GenomicRanges is a Python package that provides a convenient way to work with genomic ranges. BioBear can be used to read data from a GFF/GTF file quickly and convert it to a GenomicRanges object for further analysis.

From BioBear to GenomicRanges

BioBear and GenomicRanges both "speak" polars, and pandas for that matter, so we'll use a Polars DataFrame as an intermediary.
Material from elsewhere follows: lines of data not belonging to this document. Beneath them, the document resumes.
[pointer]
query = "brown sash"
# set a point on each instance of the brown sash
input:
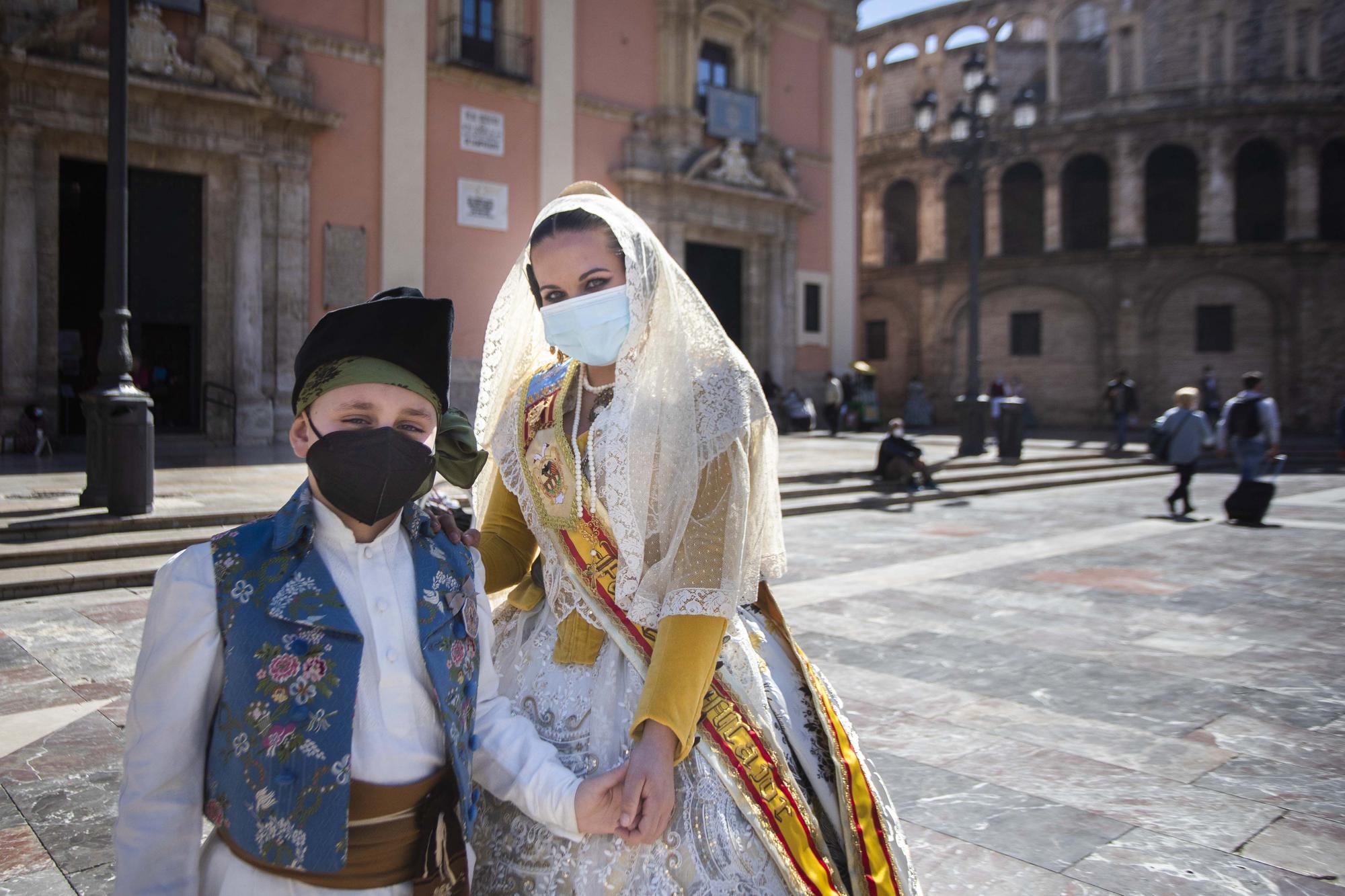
(392, 840)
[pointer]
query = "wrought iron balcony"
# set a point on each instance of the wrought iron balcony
(486, 48)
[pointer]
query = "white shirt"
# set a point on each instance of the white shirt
(1266, 411)
(396, 739)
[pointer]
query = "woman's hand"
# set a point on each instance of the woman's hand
(598, 802)
(648, 802)
(446, 524)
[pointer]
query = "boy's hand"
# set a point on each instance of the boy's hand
(648, 802)
(598, 803)
(446, 524)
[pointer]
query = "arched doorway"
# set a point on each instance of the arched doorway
(900, 224)
(1260, 171)
(1086, 204)
(1022, 210)
(1172, 197)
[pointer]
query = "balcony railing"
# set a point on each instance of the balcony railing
(486, 49)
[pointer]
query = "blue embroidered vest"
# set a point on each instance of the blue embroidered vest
(278, 768)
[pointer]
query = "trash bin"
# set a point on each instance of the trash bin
(131, 458)
(1011, 428)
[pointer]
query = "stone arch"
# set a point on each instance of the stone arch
(1261, 192)
(1175, 356)
(900, 224)
(1023, 210)
(1172, 196)
(1061, 381)
(1086, 202)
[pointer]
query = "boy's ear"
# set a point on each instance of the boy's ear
(301, 436)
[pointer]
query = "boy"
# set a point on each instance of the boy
(317, 682)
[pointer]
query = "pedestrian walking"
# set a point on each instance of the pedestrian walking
(1250, 427)
(833, 400)
(1183, 432)
(1121, 403)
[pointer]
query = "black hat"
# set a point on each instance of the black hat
(399, 326)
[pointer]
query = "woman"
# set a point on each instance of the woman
(634, 448)
(1183, 432)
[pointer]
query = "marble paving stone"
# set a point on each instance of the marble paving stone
(32, 686)
(952, 866)
(1151, 864)
(49, 881)
(1036, 830)
(1284, 743)
(1304, 790)
(1301, 844)
(910, 736)
(1105, 741)
(21, 852)
(95, 881)
(1207, 817)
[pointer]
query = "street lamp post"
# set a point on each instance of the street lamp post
(122, 436)
(969, 146)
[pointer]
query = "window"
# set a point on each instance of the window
(1026, 333)
(813, 307)
(812, 299)
(1214, 329)
(715, 69)
(875, 339)
(479, 33)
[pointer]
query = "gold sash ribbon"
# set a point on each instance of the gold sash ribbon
(751, 767)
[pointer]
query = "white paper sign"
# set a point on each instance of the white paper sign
(482, 131)
(482, 204)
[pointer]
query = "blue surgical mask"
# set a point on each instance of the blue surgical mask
(591, 329)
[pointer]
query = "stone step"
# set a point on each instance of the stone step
(103, 546)
(91, 575)
(952, 475)
(878, 498)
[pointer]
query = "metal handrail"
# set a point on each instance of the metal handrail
(508, 53)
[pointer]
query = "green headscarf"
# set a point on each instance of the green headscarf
(457, 455)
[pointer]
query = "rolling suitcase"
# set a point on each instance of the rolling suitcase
(1252, 499)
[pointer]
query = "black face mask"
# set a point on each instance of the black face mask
(369, 474)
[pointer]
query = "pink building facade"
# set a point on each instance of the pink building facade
(293, 157)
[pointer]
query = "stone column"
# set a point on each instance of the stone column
(291, 284)
(1128, 196)
(995, 224)
(1051, 206)
(1052, 65)
(254, 417)
(20, 271)
(1217, 192)
(931, 212)
(1303, 193)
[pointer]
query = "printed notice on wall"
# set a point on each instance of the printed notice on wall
(482, 204)
(482, 131)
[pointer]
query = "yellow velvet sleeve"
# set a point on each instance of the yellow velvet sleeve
(684, 661)
(508, 545)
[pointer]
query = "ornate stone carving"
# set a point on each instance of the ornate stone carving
(151, 48)
(232, 69)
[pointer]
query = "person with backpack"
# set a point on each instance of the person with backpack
(1121, 401)
(1250, 427)
(1182, 434)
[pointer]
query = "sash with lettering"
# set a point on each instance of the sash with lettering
(755, 772)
Here's how you can convert a GFF file to a GenomicRanges object using BioBear:

First, we'll import the necessary packages and start a BioBear session:

import biobear as bb
from genomicranges import GenomicRanges

session = bb.new_session()

Then, we'll load the GFF file into a Polars DataFrame. We'll have to rename a couple of columns to match the expected column names in GenomicRanges, which can either be acompolished by using the rename method on the Polars DataFrame or by using SQL aliases.

For all Polars:

df = session.read_gtf_file("python/tests/data/test.gtf").to_polars()
df = df.rename({"seqname": "seqnames", "start": "starts", "end": "ends"})

For SQL:

df = session.sql("""
SELECT seqname AS seqnames, source, type, start AS starts, "end" as ends, score, frame, strand, attributes
FROM gtf_scan('python/tests/data/test.gtf')
""").to_polars()

Now, we can convert the Polars DataFrame to a GenomicRanges object:

gr = GenomicRanges.from_polars(df)
print(gr.get_width().mean())
# 188.77

And with that, you have a GenomicRanges object that you can use for further analysis.